Seperti hari-hari biasanya, jam weker begitu antusias bersorak-sorai pagi-pagi yang tak lain hanya untuk membangun seorang gadis kecil yang beranjak remaja untuk berangkat ke sekolah. Dirinya yang tak kalah bersemangatnya dari sebuah jam weker di meja nakas bergegas beranjak dari kasur dan menuju depan cermin yang telah tergantung baju putih abu-abu yang khas. Tangannya mengelus baju itu-lembut, merapikan dasinya-yang memang sudah terpasang-dengan menarik kain pendek yang berada di belakangnya, memperlihatkan kera baju yang mengerut karena terlalu dieratkan dengan dasi.
Itu tak jadi masalah, masalahnya adalah ia terlalu lama berada di hadapan benda itu hingga mengesampingkan waktu yang terus berjalan. Ia tidak menyadari akan hal itu, tubuhnya masih saja berdiri tegap dengan senyum gemilang yang tak pernah surut.
Waktu terus berjalan. Dan akhirnya ia sadar.
Untuk kedua kalinya ia bergegas menarik handuk lalu berlari menuju kamar mandi dan membanting pintu. Ia ceroboh, tentu saja, kenapa? Karena ia menarik handuk yang salah. Ya, handuk yang seharusnya untuk rambut jika sudah keramas, ia menarik handuk yang itu. Bagaimana bisa ia menutup tubuhnya secara keseluruhan dengan handuk itu? Oke, ini barulah sebuah masalah. Tapi bukan masalah besar, beruntung kamar mandinya juga berada di dalam kamarnya. Atau mungkin bisa dikatakan ini bukanlah sebuah masalah.
Jam menunjukkan pukul tujuh kurang lima belas menit. Dirinya tak lagi panik seperti di kamarnya-tadi. Sepiring roti yang sudah di olesi selai kacang dengan secangkir susu coklat tersaji di hadapannya.

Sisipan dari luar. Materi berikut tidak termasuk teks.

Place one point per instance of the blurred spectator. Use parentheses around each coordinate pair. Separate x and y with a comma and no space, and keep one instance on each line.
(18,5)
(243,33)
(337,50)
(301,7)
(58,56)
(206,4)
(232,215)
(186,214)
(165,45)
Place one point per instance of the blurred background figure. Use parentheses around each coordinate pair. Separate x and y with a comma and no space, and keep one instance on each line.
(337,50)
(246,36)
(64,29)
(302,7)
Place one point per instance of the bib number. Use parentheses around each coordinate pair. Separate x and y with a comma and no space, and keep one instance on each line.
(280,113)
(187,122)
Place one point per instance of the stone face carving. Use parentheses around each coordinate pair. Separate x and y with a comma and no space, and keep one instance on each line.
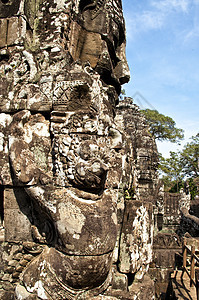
(61,150)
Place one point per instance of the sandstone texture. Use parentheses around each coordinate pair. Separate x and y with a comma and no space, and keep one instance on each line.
(77,168)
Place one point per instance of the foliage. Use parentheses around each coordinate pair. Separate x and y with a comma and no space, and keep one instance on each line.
(162,127)
(122,94)
(171,169)
(193,188)
(190,158)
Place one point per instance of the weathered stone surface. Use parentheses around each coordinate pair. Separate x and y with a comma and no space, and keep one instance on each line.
(77,172)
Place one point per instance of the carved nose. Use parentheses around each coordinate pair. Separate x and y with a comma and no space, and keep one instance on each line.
(122,71)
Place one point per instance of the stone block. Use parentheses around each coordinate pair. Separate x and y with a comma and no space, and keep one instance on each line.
(3,32)
(16,30)
(17,226)
(119,281)
(16,198)
(136,242)
(164,258)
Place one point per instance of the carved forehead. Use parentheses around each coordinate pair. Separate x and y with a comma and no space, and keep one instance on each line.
(9,8)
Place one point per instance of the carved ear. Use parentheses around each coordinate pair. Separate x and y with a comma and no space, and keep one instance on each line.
(86,4)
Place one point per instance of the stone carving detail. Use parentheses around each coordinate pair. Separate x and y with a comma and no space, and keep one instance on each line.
(65,163)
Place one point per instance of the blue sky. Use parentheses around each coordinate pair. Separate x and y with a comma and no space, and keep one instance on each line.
(163,56)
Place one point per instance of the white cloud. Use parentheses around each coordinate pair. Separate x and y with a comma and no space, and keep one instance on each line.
(156,16)
(168,5)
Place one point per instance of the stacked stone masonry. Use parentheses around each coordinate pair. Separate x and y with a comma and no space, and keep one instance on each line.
(77,169)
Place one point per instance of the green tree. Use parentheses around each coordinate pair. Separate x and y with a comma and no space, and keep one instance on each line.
(190,158)
(162,127)
(171,169)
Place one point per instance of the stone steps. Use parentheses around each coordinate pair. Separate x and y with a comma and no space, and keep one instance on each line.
(181,286)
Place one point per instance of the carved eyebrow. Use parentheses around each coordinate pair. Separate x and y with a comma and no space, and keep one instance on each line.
(83,5)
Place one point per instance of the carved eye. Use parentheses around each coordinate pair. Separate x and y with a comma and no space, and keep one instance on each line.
(86,4)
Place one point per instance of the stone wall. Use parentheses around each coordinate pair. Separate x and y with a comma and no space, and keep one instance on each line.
(77,171)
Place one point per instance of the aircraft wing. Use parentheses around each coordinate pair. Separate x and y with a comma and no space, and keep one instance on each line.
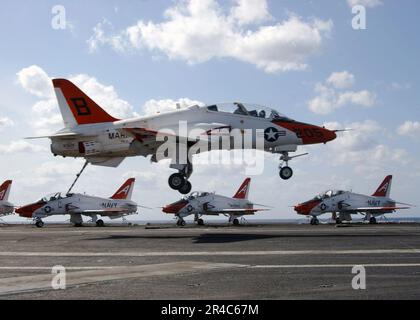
(237,211)
(376,208)
(57,135)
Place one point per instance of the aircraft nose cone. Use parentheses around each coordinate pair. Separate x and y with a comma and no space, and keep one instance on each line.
(28,211)
(175,207)
(329,135)
(306,208)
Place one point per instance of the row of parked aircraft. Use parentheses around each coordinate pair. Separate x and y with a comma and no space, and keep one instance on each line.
(342,204)
(91,133)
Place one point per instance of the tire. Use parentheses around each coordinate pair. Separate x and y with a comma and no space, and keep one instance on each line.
(186,188)
(39,224)
(176,181)
(286,173)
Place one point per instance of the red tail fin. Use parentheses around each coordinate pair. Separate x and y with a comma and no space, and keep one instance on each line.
(125,191)
(5,190)
(243,190)
(83,109)
(384,189)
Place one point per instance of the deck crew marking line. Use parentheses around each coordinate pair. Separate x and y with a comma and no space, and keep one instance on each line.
(206,253)
(40,282)
(275,266)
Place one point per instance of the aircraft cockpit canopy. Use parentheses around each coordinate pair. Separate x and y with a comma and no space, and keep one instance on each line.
(55,196)
(247,109)
(196,195)
(329,194)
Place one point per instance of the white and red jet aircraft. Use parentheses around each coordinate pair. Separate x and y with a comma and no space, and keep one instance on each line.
(76,205)
(346,203)
(103,140)
(5,206)
(210,204)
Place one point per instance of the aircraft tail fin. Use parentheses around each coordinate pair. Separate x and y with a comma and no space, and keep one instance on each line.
(76,107)
(243,191)
(384,189)
(5,190)
(125,191)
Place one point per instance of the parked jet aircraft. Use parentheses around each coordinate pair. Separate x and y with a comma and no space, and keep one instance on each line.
(346,203)
(5,206)
(76,205)
(103,140)
(211,204)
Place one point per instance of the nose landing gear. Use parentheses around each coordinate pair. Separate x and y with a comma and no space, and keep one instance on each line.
(285,171)
(179,181)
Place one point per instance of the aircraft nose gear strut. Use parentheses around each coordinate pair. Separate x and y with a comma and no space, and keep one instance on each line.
(179,181)
(78,176)
(285,171)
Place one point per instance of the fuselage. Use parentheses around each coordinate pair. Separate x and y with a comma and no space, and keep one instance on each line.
(77,204)
(344,202)
(6,208)
(205,203)
(118,139)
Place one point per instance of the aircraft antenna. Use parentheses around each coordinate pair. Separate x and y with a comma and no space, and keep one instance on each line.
(78,176)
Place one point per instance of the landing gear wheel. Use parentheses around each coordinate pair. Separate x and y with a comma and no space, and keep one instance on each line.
(100,223)
(176,181)
(314,221)
(186,188)
(39,224)
(286,173)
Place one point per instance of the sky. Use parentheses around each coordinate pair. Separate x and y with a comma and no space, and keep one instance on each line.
(303,58)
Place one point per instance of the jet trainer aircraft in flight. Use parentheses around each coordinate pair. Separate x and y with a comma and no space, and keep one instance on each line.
(5,206)
(211,204)
(76,205)
(103,140)
(346,203)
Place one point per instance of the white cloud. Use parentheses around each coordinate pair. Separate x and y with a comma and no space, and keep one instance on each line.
(341,80)
(329,98)
(197,31)
(5,122)
(36,81)
(21,146)
(409,128)
(363,148)
(153,107)
(365,3)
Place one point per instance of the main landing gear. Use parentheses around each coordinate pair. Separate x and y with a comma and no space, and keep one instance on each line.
(179,181)
(285,171)
(39,223)
(181,222)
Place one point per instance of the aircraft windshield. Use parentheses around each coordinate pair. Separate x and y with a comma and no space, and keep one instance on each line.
(329,194)
(196,195)
(247,109)
(54,196)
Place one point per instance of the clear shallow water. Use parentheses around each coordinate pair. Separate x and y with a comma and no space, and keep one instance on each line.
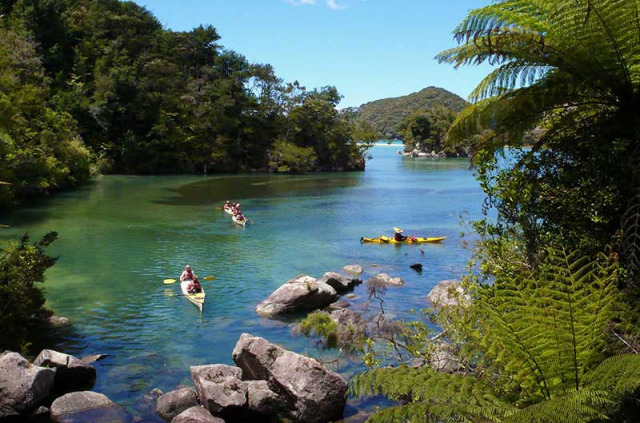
(122,235)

Dengan tenang ia memakannya, namun wajahnya terus-menerus menampilkan senyuman kegirangan atau senyuman kebahagian, entahlah ia seperti baru kali pertama menggigit sehelai roti seumur hidupnya dengan kebahagiaan hingga air matanya membendung. Dramatis.
Orang tuanya yang menyadari tingkah gadis kecilnya tersebut hanya bisa tersenyum kikuk melihat kejanggalan yang terjadi. Hingga salah satu dari mereka membuka suara.
"Senang banget kamu pagi ini." tegur Ibunya setelah meletakkan secangkir kopi hitam untuk suaminya yang duduk berhadapan dengan gadis kecilnya di meja makan.
Ia menyengir girang yang otomatis membuat matanya menyipit lalu berkata, "Iya dong, Aku kan bentar lagi jadi anak SMA yang resmi." ujarnya dengan wajah yang masih sama.
"Jadi waktu kamu lulus MOS masih belum dibilang anak SMA yang resmi?" sanggah Sang Ayah.
"Hm ... menurutku, Yah, anak SMA yang udah di bilang resmi itu ya ... udah mengikuti pelajaran di kelas sama temen-temen baru, sekolah baru, seragam baru, guru baru, pac-" belum usai menuturkan ucapannya ia langsung melipat bibirnya ke dalam. Kalimat terakhir tidak penting untuk di sebutkan. Ya. Walau banyak yang mengatakan masa SMA adalah masa yang yang paling indah, bukan berarti indah dalam hal percintaan saja, tapi banyak hal yang tak akan cukup di ungkapkan dengan kata-kata.
"Kenapa?" tanya Ayahnya.
"Ng-gak, nggak papa, Yah." katanya terbata-bata, namun berhasil terlihat baik-baik saja.
Sang Ayah menggangguk mengiyakan ucapannya lalu beralih ke koran pagi di genggaman tangannya.
Jemari anak itu mengapit lengkungan mug yang berisi susu coklat kesukaannya kemudian meneguk rakus semua isinya tanpa jeda, lalu di akhiri dengan sendawa kecil. Sendawa kecil yang terus-menerus dan lama-kelamaan menjadi nyaring. Dadanya naik turun. Cegukan.
Sang Ayah yang masih berkutat dengan koran paginya merasa terganggu dengan suara nyaring itu. Ia kemudian melirik anaknya dan melipat koran paginya.
"Makanya pelan-pelan kalau makan." ujar Ayahnya sambil menyodorkan segelas air putih yang langsung di raih oleh Sang anak dan meminumnya.
"Hikk, hikk, hikk." cegukan Sang anak.
Ayahnya tertawa kecil melihat tingkah anaknya. "Uuu gadis kecil yang malang."